Rb: geen behandelmogelijkheden PTSS in Afghanistan, geen EMDR en geen bedden

De rechtbank heeft geoordeeld dat verweerder had moeten onderzoeken of crisiszorg aanwezig is in Afghanistan. Ook heeft de rechtbank geoordeeld dat verweerder inzichtelijk moet maken of en hoe afstemming tussen behandelaren plaatsvindt. Naar aanleiding van deze uitspraak heeft verweerder het BMA op 13 januari 2020 verzocht om een nieuw advies uit te brengen....

Ter zitting is met partijen gesproken over de behandeling die eiser in Nederland heeft gekregen en op dit moment krijgt. Daarbij is aan bod gekomen dat eiser EMDR- en/of NET-therapie krijgt. Eiser zelf heeft daarover op zitting verklaard dat hij EMDR behandeling heeft gehad en dat dat nog door gaat.

Eiser heeft ter zitting aangevoerd dat uit het BMA-advies niet blijkt dat is onderzocht of EMDR- en NET-therapie beschikbaar zijn in Afghanistan. ...

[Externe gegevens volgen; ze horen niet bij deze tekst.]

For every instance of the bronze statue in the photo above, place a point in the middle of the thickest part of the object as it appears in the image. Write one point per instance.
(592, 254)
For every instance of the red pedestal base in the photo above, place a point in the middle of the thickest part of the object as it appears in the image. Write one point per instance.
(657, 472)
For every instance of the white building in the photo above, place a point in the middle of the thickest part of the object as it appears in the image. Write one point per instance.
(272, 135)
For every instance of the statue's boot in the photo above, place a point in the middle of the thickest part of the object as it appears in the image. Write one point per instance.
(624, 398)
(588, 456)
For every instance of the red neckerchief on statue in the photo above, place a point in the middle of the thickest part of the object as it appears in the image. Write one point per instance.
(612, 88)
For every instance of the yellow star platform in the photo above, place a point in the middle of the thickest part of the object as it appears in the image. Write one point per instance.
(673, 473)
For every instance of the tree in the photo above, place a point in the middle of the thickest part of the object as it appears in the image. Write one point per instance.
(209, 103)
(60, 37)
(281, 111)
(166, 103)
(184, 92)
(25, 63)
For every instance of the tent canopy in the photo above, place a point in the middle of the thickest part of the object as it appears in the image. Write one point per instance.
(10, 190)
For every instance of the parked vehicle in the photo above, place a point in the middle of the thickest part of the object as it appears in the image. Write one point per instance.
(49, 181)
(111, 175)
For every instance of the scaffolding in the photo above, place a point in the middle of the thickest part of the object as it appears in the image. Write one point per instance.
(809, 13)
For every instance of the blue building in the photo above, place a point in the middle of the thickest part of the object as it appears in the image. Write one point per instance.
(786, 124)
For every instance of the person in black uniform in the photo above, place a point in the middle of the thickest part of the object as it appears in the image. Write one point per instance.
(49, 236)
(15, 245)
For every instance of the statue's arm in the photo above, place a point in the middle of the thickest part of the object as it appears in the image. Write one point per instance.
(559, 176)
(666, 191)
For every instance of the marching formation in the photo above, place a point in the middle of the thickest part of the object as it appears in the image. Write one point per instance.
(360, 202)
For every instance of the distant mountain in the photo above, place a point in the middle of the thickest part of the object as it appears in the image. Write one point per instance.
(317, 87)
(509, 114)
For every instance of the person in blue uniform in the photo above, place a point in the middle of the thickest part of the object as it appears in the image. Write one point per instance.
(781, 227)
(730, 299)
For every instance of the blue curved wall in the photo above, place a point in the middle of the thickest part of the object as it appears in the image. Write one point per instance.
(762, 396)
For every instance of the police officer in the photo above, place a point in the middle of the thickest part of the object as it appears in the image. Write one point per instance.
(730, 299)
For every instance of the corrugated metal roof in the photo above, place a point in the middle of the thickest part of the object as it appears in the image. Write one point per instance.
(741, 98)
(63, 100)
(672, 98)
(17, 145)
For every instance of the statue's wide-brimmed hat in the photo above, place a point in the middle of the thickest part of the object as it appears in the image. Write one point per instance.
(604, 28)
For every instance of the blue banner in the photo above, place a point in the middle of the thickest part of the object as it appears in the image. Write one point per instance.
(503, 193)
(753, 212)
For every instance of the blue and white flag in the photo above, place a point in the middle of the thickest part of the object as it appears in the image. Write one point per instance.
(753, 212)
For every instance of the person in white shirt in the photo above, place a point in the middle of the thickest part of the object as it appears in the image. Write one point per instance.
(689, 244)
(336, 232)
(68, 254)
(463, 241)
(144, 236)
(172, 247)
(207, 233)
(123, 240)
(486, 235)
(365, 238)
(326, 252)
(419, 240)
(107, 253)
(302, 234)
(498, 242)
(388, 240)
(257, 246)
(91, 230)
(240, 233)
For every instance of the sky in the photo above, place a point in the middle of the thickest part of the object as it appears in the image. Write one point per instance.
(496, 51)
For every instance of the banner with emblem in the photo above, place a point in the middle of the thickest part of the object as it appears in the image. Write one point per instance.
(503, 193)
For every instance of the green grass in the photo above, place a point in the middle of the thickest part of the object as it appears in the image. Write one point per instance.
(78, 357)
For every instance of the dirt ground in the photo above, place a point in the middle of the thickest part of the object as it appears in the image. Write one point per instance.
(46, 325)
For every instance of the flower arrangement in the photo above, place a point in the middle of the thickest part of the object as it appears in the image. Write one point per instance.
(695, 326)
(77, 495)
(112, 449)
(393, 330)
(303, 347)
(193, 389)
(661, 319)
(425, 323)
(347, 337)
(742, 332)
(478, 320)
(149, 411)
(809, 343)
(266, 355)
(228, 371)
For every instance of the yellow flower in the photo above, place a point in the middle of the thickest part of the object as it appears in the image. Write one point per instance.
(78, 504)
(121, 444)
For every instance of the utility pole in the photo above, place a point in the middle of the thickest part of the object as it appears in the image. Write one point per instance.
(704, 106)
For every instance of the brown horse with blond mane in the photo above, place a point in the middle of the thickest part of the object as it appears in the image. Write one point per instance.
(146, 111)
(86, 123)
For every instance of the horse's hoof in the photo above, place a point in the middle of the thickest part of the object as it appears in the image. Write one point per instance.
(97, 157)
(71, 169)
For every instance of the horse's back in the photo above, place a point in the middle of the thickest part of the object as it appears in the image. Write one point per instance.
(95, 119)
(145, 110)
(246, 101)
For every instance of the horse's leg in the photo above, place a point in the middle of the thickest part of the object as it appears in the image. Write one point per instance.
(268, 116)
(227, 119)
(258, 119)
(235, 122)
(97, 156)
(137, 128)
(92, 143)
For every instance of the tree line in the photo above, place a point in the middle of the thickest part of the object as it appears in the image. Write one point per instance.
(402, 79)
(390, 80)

De rechtbank is van oordeel dat er een aanknopingspunt bestaat voor twijfel aan de zorgvuldigheid van het BMA-advies. Daarbij hecht de rechtbank ook belang aan het samenstel van eisers psychische klachten, zijn historie, de lange duur van deze procedure (zijn aanvraag dateert immers al van 2017) en de verschillende onduidelijkheden die in eisers procedure zijn ontstaan. De rechtbank merkt in dit kader op dat er in eisers procedure al zes (deels aanvullende) BMA-adviezen zijn uitgebracht. ...Het beroep is gegrond en de rechtbank vernietigt het bestreden besluit. Verweerder zal daarom een nieuw besluit moeten nemen met inachtneming van deze uitspraak. Hiervoor zal een recent BMA-advies nodig zijn, zodat de rechtbank daarvoor een termijn stelt van twaalf weken.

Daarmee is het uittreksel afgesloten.